The reconnection came a fortnight after Mutsvangwa’s group fought running battles with police over an aborted meeting which was aimed at discussing their welfare.
Mugabe later apologised to the war veterans and pledged to make amends, but went on to accuse Mutsvangwa of organising the meeting without consulting him as the war veterans patron or any one of the security ministers.
It, however, later emerged the three security ministers had been briefed about the meeting.
Yesterday, war veterans’ secretary-general Victor Matemadanda said they had been given the green light to hold their meeting, which was aborted a fortnight ago.

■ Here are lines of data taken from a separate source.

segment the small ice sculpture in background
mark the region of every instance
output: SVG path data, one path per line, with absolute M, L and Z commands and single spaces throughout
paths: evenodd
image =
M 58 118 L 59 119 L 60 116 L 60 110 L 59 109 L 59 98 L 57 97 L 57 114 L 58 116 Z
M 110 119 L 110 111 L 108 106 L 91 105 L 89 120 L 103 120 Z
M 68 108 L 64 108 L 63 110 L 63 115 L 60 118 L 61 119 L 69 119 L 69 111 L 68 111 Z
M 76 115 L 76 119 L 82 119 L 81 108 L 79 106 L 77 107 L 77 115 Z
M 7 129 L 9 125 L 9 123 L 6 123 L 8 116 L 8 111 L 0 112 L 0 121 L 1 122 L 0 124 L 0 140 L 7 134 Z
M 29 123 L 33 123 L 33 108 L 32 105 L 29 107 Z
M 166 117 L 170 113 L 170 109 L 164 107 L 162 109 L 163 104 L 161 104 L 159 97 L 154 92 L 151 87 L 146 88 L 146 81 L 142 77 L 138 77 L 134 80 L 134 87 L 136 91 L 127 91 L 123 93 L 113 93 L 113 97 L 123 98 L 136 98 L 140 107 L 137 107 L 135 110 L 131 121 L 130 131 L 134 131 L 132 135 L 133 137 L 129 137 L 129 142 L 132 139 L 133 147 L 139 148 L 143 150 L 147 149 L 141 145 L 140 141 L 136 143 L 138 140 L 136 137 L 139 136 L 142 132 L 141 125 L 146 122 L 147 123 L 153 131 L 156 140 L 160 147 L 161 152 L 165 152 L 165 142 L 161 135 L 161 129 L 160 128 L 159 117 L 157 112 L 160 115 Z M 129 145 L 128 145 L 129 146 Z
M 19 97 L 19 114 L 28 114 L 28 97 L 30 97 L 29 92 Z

He said the meeting would be held at the City Sports Centre on Thursday.
Matemadanda said the agenda of the meeting would include the need to incorporate war veterans and the military as special advisers to the Zanu PF politburo to “re-direct the party back to its original ideology”.
“We would want the party to have a military commission of some sort that will be advising the party leadership on decisions that they make. This is one of the things that we are going to be discussing at the meeting,” he said.
“It’s unfortunate that when we wanted to discuss some of these things, some among us thought we were doing something diabolic or they were afraid of their diabolic activities. We want to discuss how we can rejuvenate the party and take it back to its ethos of the liberation struggle.
“It is allowed in Zanu PF to criticise each other constructively and come up with solutions. It is also Zanu PF policy that, among us, our contradictions should be managed to a level that they don’t create enmity among comrades. But what we (are) saying today is just the opposite and this is what we want comrades to come and discuss freely and recommend to the party on what should be done freely.”
Meanwhile, on Saturday, some of Mugabe’s fellow detainees could not contain their emotions when they reconnected with him after more than four decades.
Mugabe was arrested in 1964 and spent the next 10 years in various detention camps and prisons such as Sikombela (Gokwe), Khami (Bulawayo) and Gonakudzingwa (Gonarezhou National Park).
A surprised Mugabe hugged and greeted his ex-prison mates amid slogans from war veterans saluting the President.
In an interview yesterday, the former inmates’ co-ordinator, Raymond Mazorodze, said he was already in Harare to strengthen the reunification with Mugabe.
“I am at the Zanu PF headquarters to deal with that issue and I cannot divulge what we are discussing,” he said.